This document contains the description of the checkpointing library.

1. Initializing checkpointing

An application initializes checkpointing calling the method 
'void initCheckpointing(int argc, char **argv)' from CheckpointinLib.hpp

2. Checkpointing configuration

Configuration info is passed to the checkpointing library using a file 'ckp.conf',
which should be placed at the application execution directory. The LRM automatically
copies the file 'ckp.conf' from its directory to the application execution directory.
This file contains the checkpointing storage method and interval, and has the following 
syntax:

ckpStore <storageType>, where
storageType = noCheckpointing | ckpNoStore | ckpLocalStore | ckpReplicatedReposStore | 
              ckpParityReposStore | ckpIdaReposStore

for all storage types, a field 'interval=<numberOfSeconds>', containing the
checkpointing interval is also expected

when using the ckpLocalStore storage type, a field 'location=<storagePath>',
containing the checkpoint storage location is also required.

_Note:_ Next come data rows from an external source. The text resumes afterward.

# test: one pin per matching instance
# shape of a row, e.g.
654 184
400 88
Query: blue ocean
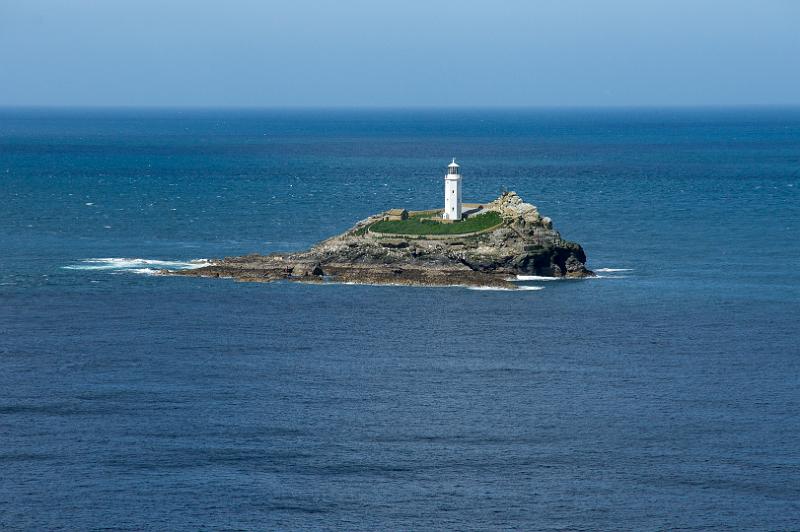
663 394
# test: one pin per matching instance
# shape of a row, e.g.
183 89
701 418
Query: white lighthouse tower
452 192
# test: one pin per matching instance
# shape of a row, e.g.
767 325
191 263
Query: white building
452 192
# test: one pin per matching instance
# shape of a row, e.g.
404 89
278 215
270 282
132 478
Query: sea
662 394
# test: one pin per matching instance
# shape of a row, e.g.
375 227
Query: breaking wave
500 288
140 266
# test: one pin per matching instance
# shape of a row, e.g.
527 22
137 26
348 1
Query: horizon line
228 107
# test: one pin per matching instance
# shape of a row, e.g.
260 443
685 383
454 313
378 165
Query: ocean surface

when 'ckpReplicatedReposStore' storage type, a field called 'nCopies'
determines the number of replicas that will be stored.
If a field 'location=<storagePath>' is set, a copy is also stored at 'storagePath'

when using the 'ckpParityReposStore' storage type, a field 'nFragments'
determines the number of fragments used to determine the parity.
If a field 'location=<storagePath>' is set, a copy is also stored at 'storagePath'

when using the ckpIdaReposStore storage type, the fields 'nFragments' and 
'nExtra' determine the number of basic and redudant fragments.
If a field 'location=<storagePath>' is set, a copy is also stored at 'storagePath'

Example 1: storage in the application execution directory, with a checkpointing
           interval of 30 seconds.
> ckpStore ckpLocalStore
> location ./
> interval 30

Example 2: storage in remote repositories.
> ckpStore ckpIdaReposStore
> interval 30
> nFragments 4
> nExtra 2

3. Restarting applications

When running application within InteGrade, and checkpoint are stored remotely, the checkpoint
library automatically contacts the CkpReposManager to get the last checkpoint number and location.
If a checkpoint is available, the library fetches the checkpoint and restart the application.

Also, checkpoint data can be saved exclusivelly locally. In this case, the library can run
independently from InteGrade and applications can be restarted from previous checkpoints 
calling the application with an extra argument, '<applicationName> -r<ckpNumber>'. 
Ex: For restarting the 'matrix' application using checkopint number 5.
> matrix -r5